Prostate cancer (PC) is the second most common cancer, and the fifth most common cause of cancer-related mortality among male patients, worldwide. In Europe and Japan, the incidence of PC in men in 2020 exceeded that of lung cancer. Although national and regional clinical guidelines for the treatment of metastatic castration-resistant prostate cancer (mCRPC) are available in Europe and Japan, a literature review did not identify a published comparison of differing guidelines, but identified a lack of studies reporting treatment patterns of approved mCRPC treatments in Europe and Japan in normal clinical practice. The objective of this real-world study was to compare national treatment guidelines and real-world treatment for mCRPC in Europe and Japan.
Physician-reported demographics, clinical characteristics, and treatment data of patients with mCRPC were drawn from the Adelphi Prostate Cancer Disease Specific Programme™, conducted in five European countries and Japan (2020) and analysed descriptively.
All current treatment guidelines recommended the use of novel hormonal agents (NHA-abiraterone/enzalutamide) and chemotherapy (mainly docetaxel), with some intercountry differences, with NHA rechallenge accepted in Germany, Italy and Japan, but not in France, Spain or the United Kingdom. Overall, 271 physicians provided data for 1753 patients. At 1st-line (1L), the most common treatment was NHAs followed by (→) chemotherapy, in all countries. Chemotherapy was the most common 2nd-line (2L) treatment, except in Japan, where 2L NHA use was preferred, and Spain, where both were used equally. NHA → chemotherapy and chemotherapy → NHA were the first and second usual 1L → 2L sequence in most countries, except for France, where the second most common sequence was NHA → NHA, and Japan, with androgen deprivation therapy alone → NHA.
Real-world mCRPC treatment patterns largely reflected national guidelines. It is expected that guidelines and treatment patterns will change with the development of new treatment options.

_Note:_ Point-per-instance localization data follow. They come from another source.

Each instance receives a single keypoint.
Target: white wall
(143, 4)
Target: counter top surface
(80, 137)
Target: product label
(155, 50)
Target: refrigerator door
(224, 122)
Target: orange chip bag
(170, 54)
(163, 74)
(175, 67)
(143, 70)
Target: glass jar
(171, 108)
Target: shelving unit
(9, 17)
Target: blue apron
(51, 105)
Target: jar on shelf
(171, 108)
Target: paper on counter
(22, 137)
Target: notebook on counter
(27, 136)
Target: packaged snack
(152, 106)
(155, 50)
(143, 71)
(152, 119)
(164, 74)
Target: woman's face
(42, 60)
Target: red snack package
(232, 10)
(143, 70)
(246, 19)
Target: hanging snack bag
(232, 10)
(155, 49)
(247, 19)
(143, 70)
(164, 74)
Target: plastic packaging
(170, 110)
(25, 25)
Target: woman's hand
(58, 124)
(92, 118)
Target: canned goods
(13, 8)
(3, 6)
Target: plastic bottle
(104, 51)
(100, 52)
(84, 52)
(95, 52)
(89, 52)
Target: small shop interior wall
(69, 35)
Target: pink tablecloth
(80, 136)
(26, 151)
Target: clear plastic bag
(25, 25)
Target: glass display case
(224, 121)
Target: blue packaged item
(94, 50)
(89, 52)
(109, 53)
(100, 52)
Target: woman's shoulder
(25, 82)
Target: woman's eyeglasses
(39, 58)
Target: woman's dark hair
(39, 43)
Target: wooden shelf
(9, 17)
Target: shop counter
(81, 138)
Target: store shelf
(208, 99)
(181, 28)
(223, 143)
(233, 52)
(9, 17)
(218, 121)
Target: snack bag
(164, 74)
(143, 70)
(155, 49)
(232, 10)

前列腺癌(PC)是全球范围内第二大常见癌症,也是男性癌症相关死亡的第五大常见原因。在欧洲和日本,2020 年男性 PC 的发病率超过了肺癌。尽管欧洲和日本都有治疗转移性去势抵抗性前列腺癌(mCRPC)的国家和地区临床指南,但文献回顾并未发现已发表的不同指南比较,仅发现缺乏报告欧洲和日本真实临床实践中批准的 mCRPC 治疗方法治疗模式的研究。本真实世界研究旨在比较欧洲和日本的国家 mCRPC 治疗指南和真实世界治疗方法。
从 Adelphi 前列腺癌疾病专项计划中获取了 mCRPC 患者的医生报告人口统计学、临床特征和治疗数据,该计划于 2020 年在五个欧洲国家和日本进行,并进行了描述性分析。

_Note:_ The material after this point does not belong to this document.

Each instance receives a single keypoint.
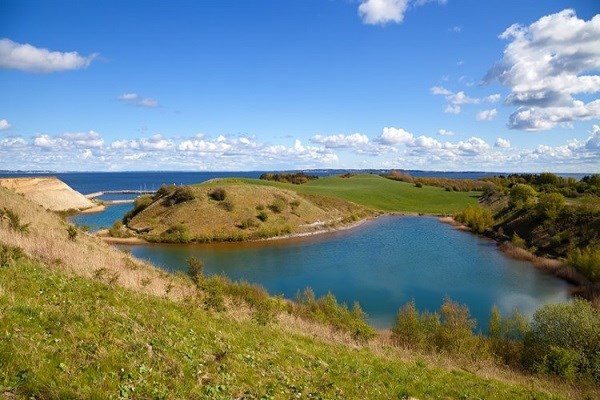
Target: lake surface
(382, 264)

所有现行治疗指南都建议使用新型激素药物(NHA-阿比特龙/恩扎鲁胺)和化疗(主要是多西他赛),各国之间存在一些差异,德国、意大利和日本接受 NHA 再挑战,但法国、西班牙和英国不接受。总体而言,271 名医生为 1753 名患者提供了数据。在一线(1L)治疗中,所有国家最常见的治疗方法是 NHA,其次是化疗。化疗是最常见的二线(2L)治疗方法,但在日本,二线 NHA 治疗更受欢迎,而在西班牙,两者的使用率相当。在大多数国家,NHA→化疗和化疗→NHA 是最常见的一线→二线治疗顺序,除了法国,二线最常见的治疗顺序是 NHA→NHA,以及日本,单独使用雄激素剥夺疗法→NHA。
真实世界 mCRPC 的治疗模式在很大程度上反映了国家指南。预计随着新治疗方案的发展,指南和治疗模式将发生变化。